Hacker News new | ask | show | jobs
by hedora 108 days ago
So, the false negative rate was 84%, but what was the false positive rate?

They have a table "AUTOMATIC SCAN RESULTS (263 URLS)" that sort of presents this information. Of the 9 sites that were negatives, they say they incorrectly flagged 6 as phishing.

With a false positive rate of 66%, it's not surprising they were able to drive down their false negative rate. Also, the test set of 254 phishing sites with 9 legitimate ones is a strange choice.

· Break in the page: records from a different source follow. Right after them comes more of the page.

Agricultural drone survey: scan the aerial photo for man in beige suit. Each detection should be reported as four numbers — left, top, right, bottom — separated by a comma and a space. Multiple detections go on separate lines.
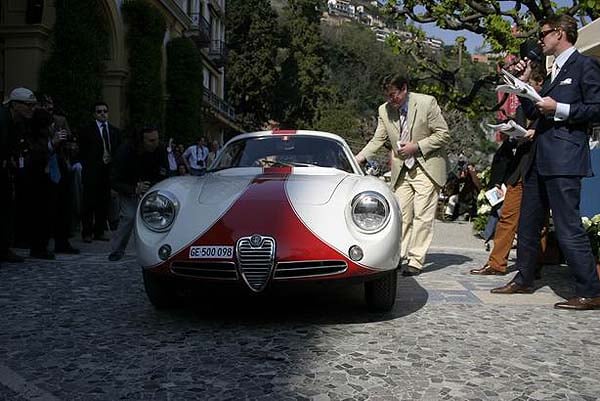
356, 75, 450, 276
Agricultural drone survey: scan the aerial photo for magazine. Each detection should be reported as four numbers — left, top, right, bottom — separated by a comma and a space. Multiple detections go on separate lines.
487, 120, 527, 138
485, 184, 506, 206
496, 69, 542, 102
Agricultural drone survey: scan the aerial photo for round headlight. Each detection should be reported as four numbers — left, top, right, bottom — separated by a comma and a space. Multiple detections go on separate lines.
140, 191, 178, 232
352, 191, 390, 233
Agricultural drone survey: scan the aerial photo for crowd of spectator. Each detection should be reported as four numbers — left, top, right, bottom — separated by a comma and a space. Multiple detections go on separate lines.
0, 88, 219, 262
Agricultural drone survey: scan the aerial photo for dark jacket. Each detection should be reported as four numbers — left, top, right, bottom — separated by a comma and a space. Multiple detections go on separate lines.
110, 142, 169, 196
523, 51, 600, 177
78, 121, 121, 182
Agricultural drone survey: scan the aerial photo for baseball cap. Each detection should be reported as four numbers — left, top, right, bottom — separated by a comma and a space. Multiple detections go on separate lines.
4, 88, 37, 104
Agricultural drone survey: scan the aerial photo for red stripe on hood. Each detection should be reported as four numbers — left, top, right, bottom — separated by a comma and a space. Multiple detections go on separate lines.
159, 172, 372, 278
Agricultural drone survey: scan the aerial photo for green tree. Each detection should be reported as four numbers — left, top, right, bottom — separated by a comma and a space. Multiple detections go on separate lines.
225, 0, 279, 130
165, 37, 203, 143
40, 0, 108, 128
277, 0, 328, 128
121, 0, 166, 131
387, 0, 600, 52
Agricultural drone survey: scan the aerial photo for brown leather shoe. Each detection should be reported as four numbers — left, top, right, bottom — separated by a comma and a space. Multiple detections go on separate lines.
490, 281, 533, 294
471, 263, 506, 276
554, 297, 600, 310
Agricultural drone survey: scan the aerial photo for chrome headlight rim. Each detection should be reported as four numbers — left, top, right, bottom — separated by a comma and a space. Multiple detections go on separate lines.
139, 189, 179, 233
350, 191, 391, 234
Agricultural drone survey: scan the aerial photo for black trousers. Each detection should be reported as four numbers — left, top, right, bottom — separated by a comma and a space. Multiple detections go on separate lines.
514, 163, 600, 297
81, 165, 110, 237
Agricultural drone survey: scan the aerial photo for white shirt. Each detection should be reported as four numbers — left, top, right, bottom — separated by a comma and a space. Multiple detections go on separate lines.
183, 145, 208, 170
554, 46, 575, 121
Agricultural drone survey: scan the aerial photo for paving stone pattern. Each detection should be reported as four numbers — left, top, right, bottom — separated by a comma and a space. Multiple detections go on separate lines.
0, 225, 600, 401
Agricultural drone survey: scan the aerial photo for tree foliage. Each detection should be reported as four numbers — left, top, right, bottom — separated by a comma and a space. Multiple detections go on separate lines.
387, 0, 600, 52
121, 0, 166, 131
40, 0, 109, 127
165, 37, 203, 143
225, 0, 279, 129
277, 0, 327, 128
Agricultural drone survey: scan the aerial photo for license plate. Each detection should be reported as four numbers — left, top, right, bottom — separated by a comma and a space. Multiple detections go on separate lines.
190, 246, 233, 259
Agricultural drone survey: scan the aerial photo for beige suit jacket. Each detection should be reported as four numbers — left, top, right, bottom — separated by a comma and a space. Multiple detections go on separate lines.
359, 92, 451, 189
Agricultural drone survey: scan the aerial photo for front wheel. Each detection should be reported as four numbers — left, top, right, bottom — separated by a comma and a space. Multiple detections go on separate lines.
365, 270, 398, 312
143, 270, 179, 309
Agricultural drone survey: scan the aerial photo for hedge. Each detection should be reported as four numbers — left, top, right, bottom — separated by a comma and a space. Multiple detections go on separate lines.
121, 0, 166, 132
39, 0, 109, 128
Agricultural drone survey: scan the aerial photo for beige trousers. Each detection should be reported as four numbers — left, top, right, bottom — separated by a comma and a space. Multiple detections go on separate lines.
394, 163, 440, 269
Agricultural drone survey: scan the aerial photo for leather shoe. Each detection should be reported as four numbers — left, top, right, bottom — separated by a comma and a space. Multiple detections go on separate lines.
0, 249, 25, 263
29, 249, 56, 260
554, 297, 600, 310
470, 263, 506, 276
490, 281, 533, 294
402, 265, 422, 277
54, 244, 79, 255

(Or maybe they need to work on how they present data in tables; tl;dr the supporting text.)

1 comments

The false positive rate was 66% for "automatic scan" and 100% (!) for "deep scan".

In other words, you can get these numbers if your deep scan filter is isSuspicious() { return true; }.

Brb, applying for YC funding for my new AI-based phishing detection system.

(‘return true’ is just a very optimized neural network after all!)

I think there might be a confusion here? The 100% seems like the true positive rate (correct detection), not the false positive rate?
Nope, 9 of 9 legit sites were incorrectly flagged:

> The tradeoff is that it flagged all 9 of the legitimate sites in our dataset as suspicious

Sorry, I think I had my wires crossed somewhere. Yeah, I see now. That's crazy/hilarious.